Simply opening the door to greater controls by the ITU raises concern among activists and others. They worry that countries with tightly controlled cyberspace such as China, Iran and Gulf Arab states will push for additions to the ITU's treaty — such as national security monitoring — that could be used to give legitimacy both to their current efforts to monitor and restrict the Web and to possible future clampdowns.
"We can expect an Internet totally different to today's open and global system," said Sharan Burrow, general secretary of the International Trade Union Confederation, representing 175 million workers worldwide.
"Repressive governments will have a U.N. treaty which allows them to control freedom of expression, to monitor everything any targeted individual is saying on the Net, and to stop social movements and human rights defenders demanding respect for basic rights," she cautioned.
The host United Arab Emirates, for example, sharply tightened Internet laws this month to give authorities wide powers to bring charges for offenses such as insulting the rulers or trying to organize street protests.
The ITU's secretary-general, Hamadoun Toure, said in a May speech in Canada that he expected "a light-touch regulatory approach to emerge."
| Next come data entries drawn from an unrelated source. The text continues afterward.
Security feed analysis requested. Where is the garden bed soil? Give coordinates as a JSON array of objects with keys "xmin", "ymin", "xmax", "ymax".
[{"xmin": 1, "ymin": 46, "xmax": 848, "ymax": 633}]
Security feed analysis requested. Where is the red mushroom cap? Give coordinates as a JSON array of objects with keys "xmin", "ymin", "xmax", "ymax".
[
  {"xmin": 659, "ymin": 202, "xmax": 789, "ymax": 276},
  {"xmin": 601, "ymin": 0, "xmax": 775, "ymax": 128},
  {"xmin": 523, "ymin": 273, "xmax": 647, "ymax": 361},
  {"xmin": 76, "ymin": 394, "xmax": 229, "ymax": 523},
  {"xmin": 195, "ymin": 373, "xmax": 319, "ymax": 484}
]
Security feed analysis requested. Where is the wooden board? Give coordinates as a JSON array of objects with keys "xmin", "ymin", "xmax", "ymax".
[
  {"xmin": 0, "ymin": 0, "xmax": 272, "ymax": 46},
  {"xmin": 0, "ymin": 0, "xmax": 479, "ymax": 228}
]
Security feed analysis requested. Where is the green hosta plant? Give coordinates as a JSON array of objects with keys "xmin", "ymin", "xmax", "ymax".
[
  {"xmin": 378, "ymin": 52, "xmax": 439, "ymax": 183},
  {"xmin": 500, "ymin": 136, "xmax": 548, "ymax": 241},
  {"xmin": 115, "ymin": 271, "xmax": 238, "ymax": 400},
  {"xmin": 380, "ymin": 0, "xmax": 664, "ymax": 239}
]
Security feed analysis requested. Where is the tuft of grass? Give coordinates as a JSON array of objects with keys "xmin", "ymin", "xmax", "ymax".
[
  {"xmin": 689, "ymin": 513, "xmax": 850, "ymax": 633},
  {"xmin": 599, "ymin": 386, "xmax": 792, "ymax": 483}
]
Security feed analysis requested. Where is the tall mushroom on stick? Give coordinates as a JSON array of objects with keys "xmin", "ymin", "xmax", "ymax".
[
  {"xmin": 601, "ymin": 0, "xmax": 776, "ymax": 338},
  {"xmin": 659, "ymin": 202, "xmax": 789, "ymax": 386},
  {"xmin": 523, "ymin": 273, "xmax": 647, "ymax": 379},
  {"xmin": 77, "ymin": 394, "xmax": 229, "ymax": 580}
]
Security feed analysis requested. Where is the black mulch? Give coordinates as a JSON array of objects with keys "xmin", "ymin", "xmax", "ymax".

The ITU says it has no interest in governing the Internet or restricting expression, but notes that it must update its communications treaty to incorporate the dramatic technological changes that have occurred since the last revisions in 1988. That was before the Internet in the public domain.
Among the topics to be discussed in Dubai: Internet security, combating fraud, preventing mobile phone "bill shock" with roaming charges and efforts to expand broadband infrastructures in developing countries.
"For every proposal, there is a counterproposal," said ITU spokeswoman Sarah Parkes.
She noted that U.N. treaties such as the Universal Declaration of Human Rights take precedence over any regulations ITU may adopt that could relate to freedom of expression.
"We will not support any effort to broaden the scope of the ITRs (International Telecommunications Regulations) to facilitate any censorship of content or blocking the free flow of information and ideas," said Terry Kramer, a former technology industry executive who was given ambassador status to lead a powerhouse 123-member U.S. delegation to the World Conference on International Telecommunications.
The groups include representatives from Facebook, Microsoft Corp., Amazon.com Inc. and Google — which has been leading an aggressive online campaign to warn about the risks of increased Internet regulations from the meeting.
The international Internet Society, a group headquartered in Virginia and Switzerland that maintains the Internet core protocols, also claims any tighter U.N. controls could "interfere with the continued innovation and evolution of the telecommunications networks and the Internet."
The American technology company envoys in Dubai also are expected to push back strongly against any sweeping revision in Internet charges. The proposal, led by the European Telecommunications Network Operators' Association, would do away with the current system — called "net neutrality" — that now treats all Internet traffic equally, regardless of who is sending or receiving.
In its place, the European plan seeks to have content providers pay when their service is accessed across borders. The money raised, theoretically, could pay to expand broadband infrastructures in developing countries. Opponents, however, say companies such as Facebook could cut off access to countries where the extra charges are too burdensome.
Even the U.N.'s cultural agency, UNESCO, has raised concerns about proposals that are so broadly worded that they could be used to restrict freedom of expression under the guise of national security or fighting spam and Internet fraud.